PS: And Modern apps running in windows!
@DCMonkey: It seems that the post is indicating that it is better not to have the warnings than to have potentially poor implementations of the warnings, which might lead folks to think their code is fine when it isn't.
Great... I'm down with this, it makes sense.
Except one part: the compiler still accepts the switch! So now you think you have at least a mostly-working implementation of the warnings, but in reality there are no warnings!
Well, the post stated they would eventually remove the option, but I don't know if they ever did. In any case, I forgot that Apple uses the clang compiler front end these days so I don't think that post applies in this case after all.
Thanks for the explanation. That makes sense. In many contexts that would be advantageous. In regards to charms people have used infinite edge to justify how great the feature is and easy for users to access because of it (and by no means am I suggesting you are one of those people or that you even like the charms implementation). What they overlook is the mouse actions after the target has been hit and how easy it is to slide off the charms bar while moving up or down the bar which causes the bar to disappear. So again in the right context infinite edge makes sense.

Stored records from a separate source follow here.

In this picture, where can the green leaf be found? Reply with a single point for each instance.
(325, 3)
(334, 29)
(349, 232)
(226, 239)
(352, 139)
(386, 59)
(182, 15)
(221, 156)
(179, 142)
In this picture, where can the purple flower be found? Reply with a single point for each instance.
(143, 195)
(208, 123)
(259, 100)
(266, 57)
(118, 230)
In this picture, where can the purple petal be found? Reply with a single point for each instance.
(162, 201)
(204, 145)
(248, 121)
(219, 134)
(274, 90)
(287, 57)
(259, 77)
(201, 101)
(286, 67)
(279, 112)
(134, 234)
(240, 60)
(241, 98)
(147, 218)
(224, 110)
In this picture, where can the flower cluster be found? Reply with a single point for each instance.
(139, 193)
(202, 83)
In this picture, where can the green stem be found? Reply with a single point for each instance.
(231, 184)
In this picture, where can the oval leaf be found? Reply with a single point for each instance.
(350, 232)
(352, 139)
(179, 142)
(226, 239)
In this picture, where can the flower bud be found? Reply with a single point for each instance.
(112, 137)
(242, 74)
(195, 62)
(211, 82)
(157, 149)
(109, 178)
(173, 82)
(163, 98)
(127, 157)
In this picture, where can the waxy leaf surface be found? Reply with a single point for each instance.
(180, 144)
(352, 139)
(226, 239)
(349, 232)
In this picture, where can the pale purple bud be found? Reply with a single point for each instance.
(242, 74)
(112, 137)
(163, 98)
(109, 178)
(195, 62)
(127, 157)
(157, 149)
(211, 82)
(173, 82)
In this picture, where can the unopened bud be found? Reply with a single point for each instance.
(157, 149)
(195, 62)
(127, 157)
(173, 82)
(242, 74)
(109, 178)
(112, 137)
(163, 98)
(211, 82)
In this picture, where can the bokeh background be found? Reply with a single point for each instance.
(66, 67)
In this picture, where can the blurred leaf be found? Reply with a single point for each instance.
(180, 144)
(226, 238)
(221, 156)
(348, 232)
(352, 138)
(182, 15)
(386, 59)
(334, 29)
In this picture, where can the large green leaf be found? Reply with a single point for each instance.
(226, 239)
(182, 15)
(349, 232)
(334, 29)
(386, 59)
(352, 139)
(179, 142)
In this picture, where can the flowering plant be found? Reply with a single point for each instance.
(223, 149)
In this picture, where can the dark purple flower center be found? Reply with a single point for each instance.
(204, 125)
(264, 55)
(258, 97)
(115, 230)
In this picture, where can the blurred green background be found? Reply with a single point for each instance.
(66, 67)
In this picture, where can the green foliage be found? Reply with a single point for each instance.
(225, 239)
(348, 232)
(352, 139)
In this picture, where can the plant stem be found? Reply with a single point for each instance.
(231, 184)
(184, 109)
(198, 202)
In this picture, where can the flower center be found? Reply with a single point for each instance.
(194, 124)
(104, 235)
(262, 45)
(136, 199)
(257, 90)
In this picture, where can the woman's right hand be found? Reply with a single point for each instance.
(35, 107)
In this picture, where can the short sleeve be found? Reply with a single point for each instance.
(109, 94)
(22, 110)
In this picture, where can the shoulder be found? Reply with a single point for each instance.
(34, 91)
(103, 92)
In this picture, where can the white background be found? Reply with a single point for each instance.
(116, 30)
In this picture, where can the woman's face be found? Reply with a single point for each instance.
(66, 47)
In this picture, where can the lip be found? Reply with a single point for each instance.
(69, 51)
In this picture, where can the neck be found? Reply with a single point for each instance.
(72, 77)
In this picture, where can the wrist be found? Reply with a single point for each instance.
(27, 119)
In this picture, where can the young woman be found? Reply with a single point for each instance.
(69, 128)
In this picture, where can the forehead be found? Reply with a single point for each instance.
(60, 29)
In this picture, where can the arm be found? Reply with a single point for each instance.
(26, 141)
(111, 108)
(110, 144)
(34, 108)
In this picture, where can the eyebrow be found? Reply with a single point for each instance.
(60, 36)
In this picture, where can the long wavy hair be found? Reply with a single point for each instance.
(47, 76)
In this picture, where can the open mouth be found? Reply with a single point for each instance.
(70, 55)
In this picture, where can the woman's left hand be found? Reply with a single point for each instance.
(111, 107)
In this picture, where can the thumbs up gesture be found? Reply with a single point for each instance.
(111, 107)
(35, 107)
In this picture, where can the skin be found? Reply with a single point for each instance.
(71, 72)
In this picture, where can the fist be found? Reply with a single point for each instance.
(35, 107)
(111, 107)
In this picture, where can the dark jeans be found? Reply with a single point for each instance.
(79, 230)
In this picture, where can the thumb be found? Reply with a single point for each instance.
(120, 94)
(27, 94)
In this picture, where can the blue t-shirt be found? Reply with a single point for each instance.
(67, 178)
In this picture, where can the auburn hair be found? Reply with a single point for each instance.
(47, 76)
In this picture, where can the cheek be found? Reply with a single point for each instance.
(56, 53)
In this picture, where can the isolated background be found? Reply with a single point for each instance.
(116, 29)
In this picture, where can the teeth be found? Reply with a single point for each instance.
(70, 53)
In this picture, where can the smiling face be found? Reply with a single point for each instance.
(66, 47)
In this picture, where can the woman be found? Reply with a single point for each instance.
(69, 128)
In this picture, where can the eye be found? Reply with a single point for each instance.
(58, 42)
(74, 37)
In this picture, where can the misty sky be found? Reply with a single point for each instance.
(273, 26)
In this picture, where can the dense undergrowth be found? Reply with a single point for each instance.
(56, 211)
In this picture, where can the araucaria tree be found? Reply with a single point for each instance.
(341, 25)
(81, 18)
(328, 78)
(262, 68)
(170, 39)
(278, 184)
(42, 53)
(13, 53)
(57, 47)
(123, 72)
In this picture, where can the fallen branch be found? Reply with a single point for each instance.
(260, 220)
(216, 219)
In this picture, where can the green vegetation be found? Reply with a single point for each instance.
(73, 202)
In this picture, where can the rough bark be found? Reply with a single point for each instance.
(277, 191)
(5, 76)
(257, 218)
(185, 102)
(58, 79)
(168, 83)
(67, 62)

I find the right corner then down the side gesture for the charms bar awkward, yet the left corner and down for the metro window list isn't too bad. I'm guessing left-handers would find the opposite is true. It could also be that I use a thumb trackball and moving down and to the left is easier that down and to the right
Actually, the pixel under your current mouse position (ie: for context menus) is the most valuable.
And personally, I would ditch the charms bar activation by mouse and give the top right corner to some subtle window controls that fade in as you approach them.
-nomerge or -noframemerging depending on the version of IE. Or File->New Session
The usual fail mode for an iOS app in my experience is its sudden disappearance . Annoying, yes. And happens too often with some apps, including Safari. But preferable to locking up your device and requiring a hard reboot.